| KDM1A | |
|---|---|
| Gene Symbol | KDM1A |
| Full Name | Lysine Specific Demethylase 1A |
| Chromosomal Location | 1p36.22 |
| NCBI Gene ID | 23028 |
| Ensembl ID | ENSG00000136867 |
| OMIM ID | 607042 |
| UniProt ID | O60341 |
| Associated Diseases | Neurodevelopmental Disorders, Alzheimer's Disease, Parkinson's Disease |
| Protein Family | LSD1 family (Flavin-dependent amine oxidase) |
Kdm1A Lysine Specific Demethylase 1A is an important component in the neurobiology of neurodegenerative diseases. This page provides detailed information about its structure, function, and role in disease processes.
KDM1A encodes a lsd1 family (flavin-dependent amine oxidase) that catalyzes the removal of methyl groups from histone lysine residues. This epigenetic enzyme plays critical roles in chromatin remodeling and gene expression regulation in the nervous system. Histone methylation is a key post-translational modification that regulates neuronal gene expression programs involved in development, synaptic plasticity, and memory formation.
The KDM1A gene product is a histone demethylase that specifically removes methyl groups from lysine residues on histone H3 and H4. This enzyme belongs to the LSD1 family (Flavin-dependent amine oxidase) and functions as a transcriptional regulator by modulating chromatin accessibility. In neurons, KDM1A regulates genes involved in synaptic plasticity, neuronal survival, and stress responses. The enzyme requires iron and 2-oxoglutarate as cofactors for its demethylase activity.
Pathogenic variants in KDM1A are associated with Neurodevelopmental Disorders, Alzheimer's Disease, Parkinson's Disease. These conditions involve dysregulation of epigenetic processes critical for proper neuronal development and function. Altered KDM1A activity affects the expression of genes essential for cognitive function, and its dysregulation is implicated in neurodegenerative processes.

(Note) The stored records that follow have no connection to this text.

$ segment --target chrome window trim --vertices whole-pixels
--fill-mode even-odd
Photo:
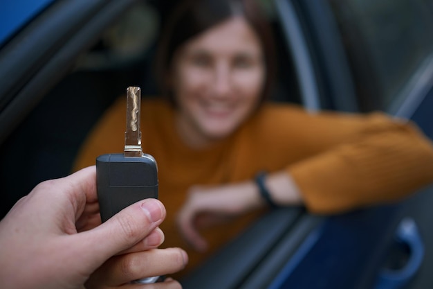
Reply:
[[[293,60],[304,106],[311,112],[320,108],[319,89],[302,28],[291,1],[275,0],[285,40]]]
[[[403,119],[410,119],[414,115],[433,87],[433,54],[425,59],[420,67],[394,98],[387,112]]]

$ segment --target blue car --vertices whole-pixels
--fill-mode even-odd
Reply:
[[[432,0],[261,0],[279,62],[275,101],[382,110],[433,138]],[[156,91],[151,60],[171,1],[0,3],[1,216],[68,174],[127,87]],[[433,288],[433,186],[398,203],[264,216],[181,280],[187,289]]]

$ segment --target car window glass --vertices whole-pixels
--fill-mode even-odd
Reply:
[[[330,3],[364,110],[386,110],[433,52],[432,3],[426,0]]]

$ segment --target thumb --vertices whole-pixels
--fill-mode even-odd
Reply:
[[[165,218],[163,203],[145,199],[120,211],[100,226],[76,236],[83,255],[95,268],[110,257],[143,240]],[[75,243],[76,244],[76,243]]]

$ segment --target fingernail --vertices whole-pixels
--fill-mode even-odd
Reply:
[[[146,199],[141,204],[143,210],[150,222],[156,222],[163,218],[164,209],[161,203],[155,199]]]
[[[164,233],[163,231],[156,228],[146,238],[146,245],[148,247],[157,247],[164,242]]]
[[[182,249],[181,249],[181,252],[182,253],[182,258],[183,259],[183,264],[185,265],[186,265],[188,263],[188,254],[187,254],[186,252],[183,251]]]

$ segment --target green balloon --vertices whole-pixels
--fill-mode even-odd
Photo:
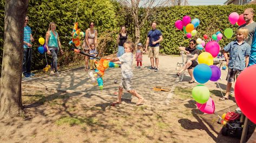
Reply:
[[[183,31],[184,31],[184,33],[187,34],[188,32],[187,32],[187,31],[186,31],[186,27],[184,26],[183,27]]]
[[[210,91],[206,86],[199,84],[193,88],[192,97],[197,103],[204,104],[209,99]]]
[[[231,38],[233,36],[233,30],[230,28],[225,29],[224,31],[224,35],[227,38]]]
[[[217,35],[216,34],[213,34],[212,36],[212,38],[213,38],[213,40],[217,40]]]

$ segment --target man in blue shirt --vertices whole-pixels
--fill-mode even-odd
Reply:
[[[26,77],[31,75],[31,65],[32,60],[32,45],[34,41],[30,27],[27,25],[29,22],[29,17],[26,16],[25,18],[25,24],[24,26],[24,51],[23,51],[23,62],[22,63],[22,73]]]
[[[155,22],[153,22],[151,26],[152,30],[148,33],[146,51],[148,50],[148,46],[149,45],[148,57],[150,58],[151,67],[150,69],[155,69],[155,72],[158,72],[159,46],[160,42],[163,40],[163,37],[162,33],[156,29],[156,23]],[[155,67],[154,63],[154,58],[155,58]]]

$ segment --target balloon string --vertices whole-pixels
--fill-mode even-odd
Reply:
[[[231,110],[230,110],[229,107],[227,105],[227,102],[226,101],[226,99],[225,99],[225,98],[224,97],[224,95],[223,95],[223,93],[222,93],[222,90],[221,88],[220,88],[220,84],[219,84],[219,83],[218,82],[218,81],[216,81],[216,83],[217,83],[217,84],[218,84],[218,85],[219,86],[219,88],[220,88],[220,92],[221,93],[221,95],[222,95],[222,98],[224,99],[224,102],[225,102],[226,105],[227,105],[227,108],[228,109],[228,111],[231,112]]]

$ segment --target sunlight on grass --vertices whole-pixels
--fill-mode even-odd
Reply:
[[[94,118],[78,118],[71,117],[62,117],[55,121],[57,125],[68,124],[71,126],[86,124],[89,126],[96,125],[98,120]]]

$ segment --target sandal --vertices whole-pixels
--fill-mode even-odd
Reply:
[[[194,83],[194,82],[195,82],[195,81],[191,80],[188,82],[188,83]]]
[[[176,75],[177,76],[180,76],[180,73],[178,73],[177,74],[176,74]]]
[[[219,98],[219,101],[225,101],[225,100],[227,100],[227,99],[229,99],[229,98],[228,97],[222,97],[222,98]]]

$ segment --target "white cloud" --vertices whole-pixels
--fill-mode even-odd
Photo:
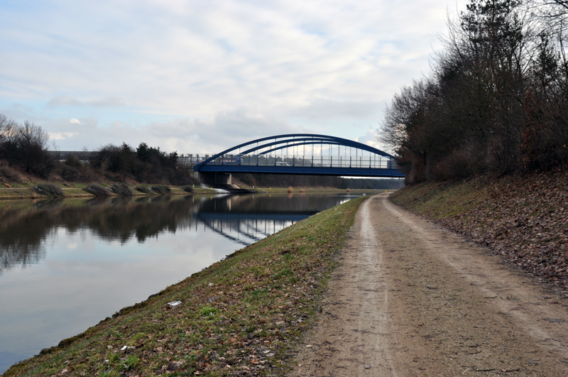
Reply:
[[[75,135],[77,135],[77,132],[55,132],[55,133],[49,133],[49,138],[51,140],[65,140],[67,138],[72,138]]]
[[[300,130],[354,139],[429,71],[455,4],[0,3],[0,109],[76,133],[58,139],[68,148],[210,151]]]

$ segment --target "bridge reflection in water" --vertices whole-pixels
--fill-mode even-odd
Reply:
[[[332,197],[334,200],[330,202]],[[195,226],[202,224],[204,229],[236,244],[248,246],[348,199],[327,197],[325,200],[319,200],[316,197],[298,195],[217,197],[200,206],[195,216]],[[255,201],[256,210],[249,212],[251,202]],[[262,202],[266,202],[265,205]]]
[[[121,244],[164,233],[213,231],[247,246],[349,198],[312,195],[226,195],[170,198],[28,201],[0,207],[0,277],[13,267],[40,264],[45,241],[65,229]],[[14,209],[16,208],[16,209]],[[190,245],[188,245],[190,247]]]
[[[0,374],[345,196],[0,201]]]

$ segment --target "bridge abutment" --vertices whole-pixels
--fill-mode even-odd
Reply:
[[[232,185],[233,177],[226,173],[193,172],[194,177],[204,185]]]

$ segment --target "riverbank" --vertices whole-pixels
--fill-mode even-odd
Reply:
[[[4,376],[285,374],[364,200],[236,251]]]
[[[568,291],[568,172],[425,182],[392,201]]]
[[[61,182],[28,182],[25,183],[6,183],[0,182],[0,200],[9,199],[49,199],[53,197],[53,195],[43,194],[34,190],[33,187],[39,184],[47,183],[61,190],[62,196],[60,197],[66,198],[80,198],[80,197],[95,197],[97,195],[85,190],[85,188],[92,185],[92,184],[86,183],[67,183]],[[116,185],[114,182],[99,182],[96,184],[104,189],[104,196],[116,197],[121,196],[120,194],[112,192],[111,190],[112,186]],[[148,196],[148,195],[209,195],[215,194],[217,192],[214,190],[202,187],[197,185],[190,185],[189,186],[174,186],[174,185],[148,185],[148,184],[136,184],[136,185],[125,185],[130,189],[131,195],[129,196]],[[153,189],[153,187],[158,187],[158,189]],[[159,187],[167,187],[169,189],[167,193],[160,192]],[[140,189],[140,190],[138,190]],[[316,194],[316,193],[343,193],[346,192],[345,190],[337,189],[334,187],[246,187],[246,190],[251,193],[264,193],[264,194],[283,194],[283,193],[293,193],[293,194]],[[346,191],[348,193],[354,195],[361,195],[363,193],[376,193],[383,192],[385,190],[352,190]],[[393,191],[393,190],[389,190]]]

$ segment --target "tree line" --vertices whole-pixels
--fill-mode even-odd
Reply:
[[[380,139],[407,182],[568,165],[568,0],[469,0]]]
[[[43,179],[60,176],[70,182],[92,182],[101,178],[147,183],[195,183],[190,172],[178,163],[178,153],[141,143],[133,148],[126,143],[108,144],[97,151],[89,163],[71,155],[63,163],[53,160],[48,147],[49,135],[40,126],[19,124],[0,114],[0,176],[20,180],[18,171]],[[7,166],[6,166],[7,165]]]

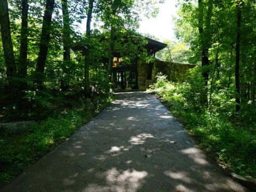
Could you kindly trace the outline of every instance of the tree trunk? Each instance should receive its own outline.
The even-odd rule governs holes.
[[[255,81],[253,81],[252,83],[252,91],[251,94],[252,94],[252,105],[255,105],[255,86],[256,86],[256,83]]]
[[[210,23],[211,22],[211,14],[212,9],[212,5],[211,3],[209,5],[209,7],[207,10],[207,15],[206,17],[206,30],[209,30],[207,28],[210,26]],[[207,68],[207,66],[209,66],[210,61],[208,58],[208,52],[209,52],[209,41],[208,39],[205,39],[206,37],[209,34],[207,33],[205,33],[205,29],[204,30],[203,28],[203,18],[204,18],[204,5],[203,4],[202,0],[198,0],[198,9],[199,9],[199,14],[198,14],[198,31],[199,34],[201,36],[201,45],[202,45],[202,60],[201,60],[201,66],[202,67],[206,67],[207,68],[203,69],[203,71],[202,73],[202,75],[205,79],[205,87],[203,89],[203,91],[201,93],[201,104],[205,105],[205,106],[208,106],[208,98],[207,98],[207,92],[208,92],[208,80],[209,78],[209,70]],[[207,37],[209,37],[207,36]]]
[[[215,57],[215,66],[214,69],[213,69],[213,72],[212,73],[212,80],[211,81],[211,87],[210,87],[210,98],[209,98],[209,106],[210,108],[211,108],[211,104],[212,104],[212,92],[213,90],[213,84],[214,84],[214,75],[215,72],[216,71],[216,69],[218,68],[219,66],[219,51],[220,49],[220,43],[219,43],[218,45],[217,48],[217,52],[216,53],[216,55]],[[218,70],[218,69],[217,69]],[[218,72],[217,72],[217,76],[218,76]]]
[[[61,0],[61,8],[63,17],[63,66],[62,74],[66,76],[68,73],[69,65],[70,61],[70,21],[68,12],[67,0]],[[62,90],[67,89],[67,82],[65,79],[61,79],[60,87]]]
[[[112,78],[112,66],[113,65],[114,49],[115,47],[115,28],[112,25],[110,29],[110,39],[108,54],[108,75],[109,78],[109,82],[111,82]]]
[[[91,95],[90,90],[89,69],[90,69],[90,45],[91,39],[91,22],[92,21],[92,10],[94,0],[90,0],[88,5],[88,12],[87,13],[86,21],[86,46],[84,59],[84,94],[85,96],[90,97]]]
[[[237,23],[236,34],[236,65],[235,67],[235,79],[236,82],[236,111],[240,110],[240,75],[239,75],[239,62],[240,62],[240,39],[241,37],[241,10],[239,6],[237,9]]]
[[[18,68],[19,77],[25,78],[27,75],[28,55],[28,0],[22,0],[21,30],[20,34],[20,60]]]
[[[17,85],[13,77],[17,75],[16,65],[11,35],[9,9],[7,0],[0,0],[0,26],[8,83],[10,87],[15,87]]]
[[[36,83],[39,90],[43,89],[44,68],[50,42],[51,30],[51,22],[54,6],[54,0],[46,0],[45,11],[43,19],[40,47],[36,68]]]

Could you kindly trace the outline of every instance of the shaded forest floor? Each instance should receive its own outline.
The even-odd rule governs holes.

KDM1A is expressed throughout the brain, with high expression in the hippocampus, cerebral cortex, and cerebellum. The gene shows cell-type specific expression in neurons and glial cells, with activity-dependent regulation in response to neuronal stimulation.
The study of Kdm1A Lysine Specific Demethylase 1A has evolved significantly over the past decades. Research in this area has revealed important insights into the underlying mechanisms of neurodegeneration and continues to drive therapeutic development.
Historical context and key discoveries in this field have shaped our current understanding and will continue to guide future research directions.